[英]Python pandas: calculate revenue from price and quantity
I have a dataframe that looks like the following: 我有一个数据框,如下所示:
df
Out[327]:
date store property_name property_value
0 2013-06-20 1 price 101
1 2013-06-20 2 price 201
2 2013-06-21 1 price 301
3 2013-06-21 2 price 401
4 2013-06-20 1 quantity 1000
5 2013-06-20 2 quantity 2000
6 2013-06-21 1 quantity 3000
7 2013-06-21 2 quantity 4000
I would like to calculate revenue for each date, for each store then add that to the bottom of the dataframe. 我想计算每个商店每个日期的收入,然后将其添加到数据框的底部。 For example, for 2014-06-20, for store#2: revenue=201*2000 = 402000. 例如,对于2014-06-20,对于商店2:收入= 201 * 2000 = 402000。

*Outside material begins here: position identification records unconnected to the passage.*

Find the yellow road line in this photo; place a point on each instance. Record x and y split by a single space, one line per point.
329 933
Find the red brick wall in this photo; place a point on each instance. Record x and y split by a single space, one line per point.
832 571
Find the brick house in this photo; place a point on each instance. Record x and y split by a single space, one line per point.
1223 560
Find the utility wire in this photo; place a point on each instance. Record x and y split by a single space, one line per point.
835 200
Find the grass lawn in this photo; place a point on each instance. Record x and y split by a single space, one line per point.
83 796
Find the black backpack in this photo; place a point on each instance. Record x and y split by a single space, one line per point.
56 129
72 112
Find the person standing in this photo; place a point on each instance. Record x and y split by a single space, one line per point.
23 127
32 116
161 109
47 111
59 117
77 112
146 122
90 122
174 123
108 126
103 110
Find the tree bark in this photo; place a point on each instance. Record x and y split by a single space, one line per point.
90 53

Below is my code but I know it's not efficient for larger dataframe: 下面是我的代码,但我知道它对于较大的数据帧效率不高:
import pandas as pd
dates = df['date'].unique()
stores = df['store'].unique()
df_len = len(df)
for date in dates:
for store in stores:
mask_price = (df['date']==date) & (df['store']==store) & (df['property_name']=='price')
mask_quantity = (df['date']==date) & (df['store']==store) & (df['property_name']=='quantity')
price = df.loc[mask_price,'property_value'].iloc[0]
quantity = df.loc[mask_quantity,'property_value'].iloc[0]
df.loc[df_len,'date'] = date
df.loc[df_len,'store'] = store
df.loc[df_len,'property_name'] = 'revenue'
df.loc[df_len,'property_value'] = price*quantity
df_len=df_len+1
Thank you in advanced for your help :) 在此先感谢您的帮助:)
This is one way. 这是一种方式。
price = df[df['property_name'] == 'price'].set_index(['date', 'store'])['property_value']
quantity = df[df['property_name'] == 'quantity'].set_index(['date', 'store'])['property_value']
rev = (price * quantity).reset_index().assign(property_name='revenue')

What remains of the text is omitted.